Tuning the filewalker

Alexey · October 29, 2023, 1:01pm

it’s worse… the space is reported by storagenode.

thepaul · October 29, 2023, 6:12pm

Yes, that’s true, in some cases. The space-used filewalker output determines how much space the node considers available. The space-available value gets sent to the satellite, and the satellite uses that to determine whether to consider your node for new pieces. So it has an effect in choosing between “node has enough space for more pieces” or “node does not have enough space for more pieces”.

Yeah, you’ve got it. The space reported by the node is used in that one important way, but you could think of it as a boolean flag sent to the satellite: “please send me more data” versus “don’t send me more data”.

Doddophonique · December 17, 2023, 11:40am

If anyone uses docker compose and doesn’t want to change the file every time:

command:
  - "--storage2.piece-scan-on-startup=${NODEX_WALKER:-false}"

It will be false by default every time you create the container without setting the NODEX_WALKER variable to true.

snorkel · January 16, 2024, 2:44pm

Just for statistics…
I restarted 2 nodes in 2 machines (Synology DS220+, 18GB, Exos drives, ext4, noatime, logs on fatal, no ssd), same capacity, same space occupied, same setups; both machines are running 2 nodes, but only the test ones are restarted:

node11, sys1 - 13.1TiB from DSM, ~14.2TB used on Dboard, LAZY ON, FW runs for 57 hours.
node21, sys2 - 13.2TiB from DSM, ~14.5TB used on Dboard, LAZY OFF, FW runs for 39.5 hours.

In Lazy mode, the FW run takes more time (+50%), but the system is more responsive and you don’t loose audit online score.
In non-Lazy mode, the FW runs quicker, but the system is less responsive and I lost ~3% of online audit score, from 99.8 to 97.2.

To enable or disable Filewalker and Lazy mode, you can set these parameters in config.yaml:

pieces.enable-lazy-filewalker: true/false
storage2.piece-scan-on-startup: true/false

daki82 · January 18, 2024, 8:10pm

might be interesting filewalker is including the databases, or trys to keep on track with incoming files?

Alexey · January 19, 2024, 3:18am

These filewalkers updates DBs after successful scan. And they run periodically to update databases as well.

snorkel · January 27, 2024, 8:54pm

During the run, does the FW sends info to the satellites? Does the node needs uninteruptible internet access?
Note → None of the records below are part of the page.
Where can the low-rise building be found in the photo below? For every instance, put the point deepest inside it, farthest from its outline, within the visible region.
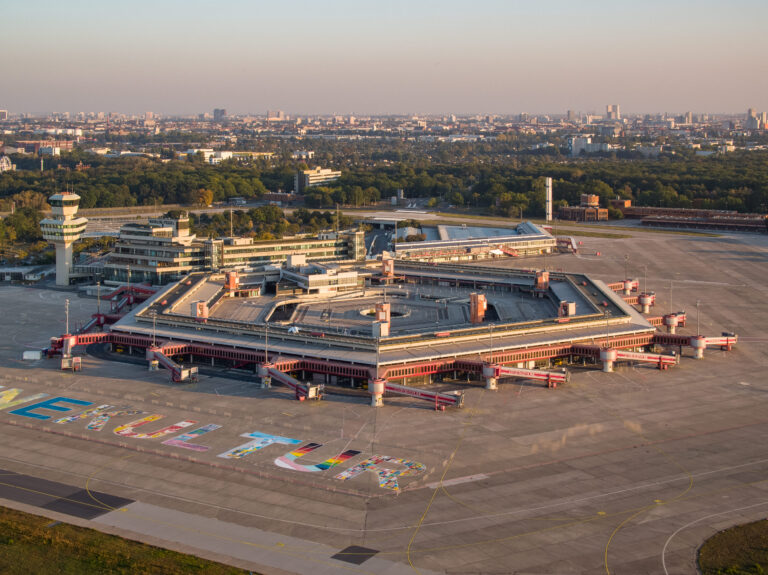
(315, 177)
(164, 250)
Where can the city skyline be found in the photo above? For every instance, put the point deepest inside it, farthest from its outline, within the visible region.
(346, 58)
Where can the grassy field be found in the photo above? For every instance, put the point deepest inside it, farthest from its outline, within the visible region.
(740, 550)
(34, 544)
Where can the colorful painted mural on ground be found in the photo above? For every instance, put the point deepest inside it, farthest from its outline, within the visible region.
(288, 461)
(184, 439)
(388, 478)
(101, 415)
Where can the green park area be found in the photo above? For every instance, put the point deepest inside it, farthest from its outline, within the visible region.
(740, 550)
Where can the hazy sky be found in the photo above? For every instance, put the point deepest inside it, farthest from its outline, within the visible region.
(386, 56)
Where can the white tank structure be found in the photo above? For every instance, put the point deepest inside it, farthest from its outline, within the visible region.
(63, 229)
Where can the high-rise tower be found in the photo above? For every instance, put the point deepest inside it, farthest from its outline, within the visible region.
(63, 229)
(548, 201)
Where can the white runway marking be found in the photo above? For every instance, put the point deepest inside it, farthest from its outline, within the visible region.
(457, 481)
(689, 524)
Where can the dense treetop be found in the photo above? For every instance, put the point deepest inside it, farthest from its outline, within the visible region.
(485, 176)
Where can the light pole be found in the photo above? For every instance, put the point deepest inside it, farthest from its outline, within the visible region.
(490, 329)
(698, 302)
(626, 266)
(266, 341)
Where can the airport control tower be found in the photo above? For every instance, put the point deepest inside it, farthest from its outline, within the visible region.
(62, 230)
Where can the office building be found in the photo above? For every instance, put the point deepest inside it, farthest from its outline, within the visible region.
(315, 177)
(164, 250)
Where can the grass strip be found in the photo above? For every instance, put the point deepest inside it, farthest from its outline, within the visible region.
(740, 550)
(35, 544)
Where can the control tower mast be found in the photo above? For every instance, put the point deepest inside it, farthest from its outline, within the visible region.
(63, 229)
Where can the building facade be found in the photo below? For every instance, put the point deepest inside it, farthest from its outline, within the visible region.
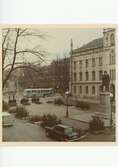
(88, 63)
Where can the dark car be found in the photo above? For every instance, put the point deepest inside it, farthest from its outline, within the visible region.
(62, 132)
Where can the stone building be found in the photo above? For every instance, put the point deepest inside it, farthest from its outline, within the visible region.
(88, 63)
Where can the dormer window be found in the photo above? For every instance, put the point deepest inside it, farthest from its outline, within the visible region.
(112, 39)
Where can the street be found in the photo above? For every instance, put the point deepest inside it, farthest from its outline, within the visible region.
(22, 130)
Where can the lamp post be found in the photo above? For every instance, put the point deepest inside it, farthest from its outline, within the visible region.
(111, 99)
(67, 96)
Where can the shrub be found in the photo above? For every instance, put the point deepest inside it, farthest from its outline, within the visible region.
(5, 106)
(59, 101)
(83, 105)
(21, 112)
(96, 124)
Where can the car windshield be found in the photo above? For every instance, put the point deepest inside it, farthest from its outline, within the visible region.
(69, 130)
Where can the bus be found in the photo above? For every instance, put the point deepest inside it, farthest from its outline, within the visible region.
(39, 92)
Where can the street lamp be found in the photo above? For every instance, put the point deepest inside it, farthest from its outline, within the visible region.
(111, 100)
(67, 96)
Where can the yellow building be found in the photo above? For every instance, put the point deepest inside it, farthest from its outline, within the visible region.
(88, 63)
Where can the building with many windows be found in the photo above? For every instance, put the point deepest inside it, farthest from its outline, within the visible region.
(88, 63)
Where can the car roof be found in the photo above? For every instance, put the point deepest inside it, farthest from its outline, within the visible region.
(5, 114)
(63, 126)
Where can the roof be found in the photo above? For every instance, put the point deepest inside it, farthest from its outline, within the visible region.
(96, 43)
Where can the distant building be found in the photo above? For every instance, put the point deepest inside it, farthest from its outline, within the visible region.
(88, 64)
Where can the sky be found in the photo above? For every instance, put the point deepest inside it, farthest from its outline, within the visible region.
(58, 40)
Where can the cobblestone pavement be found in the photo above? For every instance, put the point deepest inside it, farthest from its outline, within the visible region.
(24, 131)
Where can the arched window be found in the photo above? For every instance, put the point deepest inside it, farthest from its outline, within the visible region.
(112, 39)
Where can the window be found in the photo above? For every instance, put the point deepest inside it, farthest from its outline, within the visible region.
(80, 76)
(100, 75)
(75, 89)
(80, 63)
(93, 89)
(100, 61)
(86, 63)
(112, 57)
(87, 76)
(93, 62)
(75, 65)
(112, 74)
(86, 89)
(93, 75)
(80, 89)
(75, 76)
(112, 39)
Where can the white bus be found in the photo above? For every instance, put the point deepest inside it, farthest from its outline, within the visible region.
(40, 92)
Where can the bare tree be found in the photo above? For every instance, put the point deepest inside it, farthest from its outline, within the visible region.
(16, 53)
(60, 73)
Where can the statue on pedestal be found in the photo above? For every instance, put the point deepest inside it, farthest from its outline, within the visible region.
(105, 82)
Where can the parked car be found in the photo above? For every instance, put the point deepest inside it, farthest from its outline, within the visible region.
(25, 101)
(62, 132)
(7, 119)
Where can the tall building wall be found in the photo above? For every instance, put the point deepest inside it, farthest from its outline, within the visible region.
(88, 66)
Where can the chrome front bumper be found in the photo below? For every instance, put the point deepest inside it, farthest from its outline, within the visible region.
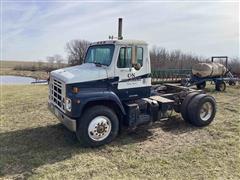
(68, 122)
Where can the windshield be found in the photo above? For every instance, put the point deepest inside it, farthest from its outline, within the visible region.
(100, 54)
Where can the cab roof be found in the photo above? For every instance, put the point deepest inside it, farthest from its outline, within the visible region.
(121, 42)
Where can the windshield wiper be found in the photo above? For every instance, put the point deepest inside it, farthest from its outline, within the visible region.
(97, 64)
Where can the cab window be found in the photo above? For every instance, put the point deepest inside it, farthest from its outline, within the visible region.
(124, 58)
(140, 55)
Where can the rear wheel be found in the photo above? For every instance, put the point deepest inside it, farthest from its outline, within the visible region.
(232, 83)
(202, 110)
(220, 86)
(184, 105)
(201, 85)
(99, 125)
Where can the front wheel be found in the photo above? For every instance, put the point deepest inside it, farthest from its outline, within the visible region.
(202, 110)
(220, 86)
(201, 85)
(99, 125)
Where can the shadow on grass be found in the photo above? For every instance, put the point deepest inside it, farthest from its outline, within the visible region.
(24, 150)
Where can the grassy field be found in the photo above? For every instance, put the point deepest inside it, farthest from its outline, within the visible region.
(34, 145)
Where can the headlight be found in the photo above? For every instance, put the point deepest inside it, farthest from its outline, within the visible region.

Or if the internet access is lost during or when FW finishes, all it’s progress is useless and needs to do a new run?

Maybe there is an answear somewere, but after 3 years, I still don’t understand how all the pieces work together…
Is it like this?

satellites send bloom filters, aka lists of pieces that should be deleted, to nodes that have those pieces;
these lists are stored in piece_expiration.db;
the GC checks periodicaly this db and than sends the pieces to Trash;
after 7 days, GC deletes those pieces for good;
the FW reads some data from all the pieces from the drive and tells who what?
why does GC needs FW to delete those pieces, if the node knows that it stored them and the bloom filtes tells GC what to delete?
if the node itself takes note of all the piecese that are stored, moved to trash and deleted, why is there the need for Filewalker?

Maybe there should be a post deficated to all the services, and all the parts of the storagenode and satellites, how they interact and how they take care of pieces, because I am certain many of us are confused and have wrong impressions.

Toyoo · January 27, 2024, 10:24pm

No.

File walker is not affected by being offline.

Yes.

No, a bloom filter is not a list of pieces that should be deleted. See my text on what a bloom filter is.

No, this database is used to store information on pieces where the uploader decided at the time of upload that they are to be deleted at specific time. Most pieces do not have this information.

No, this database is checked by another chore.

No, this is a separate chore.

Not sure what you ask about.

The node does not actually keep information on what it stores, and it doesn’t have information what it is expected to store. All it knows is that there is a directory with files to serve. If you manually put a piece file there, it can be served as well (assuming all necessary cryptographic signatures match what satellite/customer expects).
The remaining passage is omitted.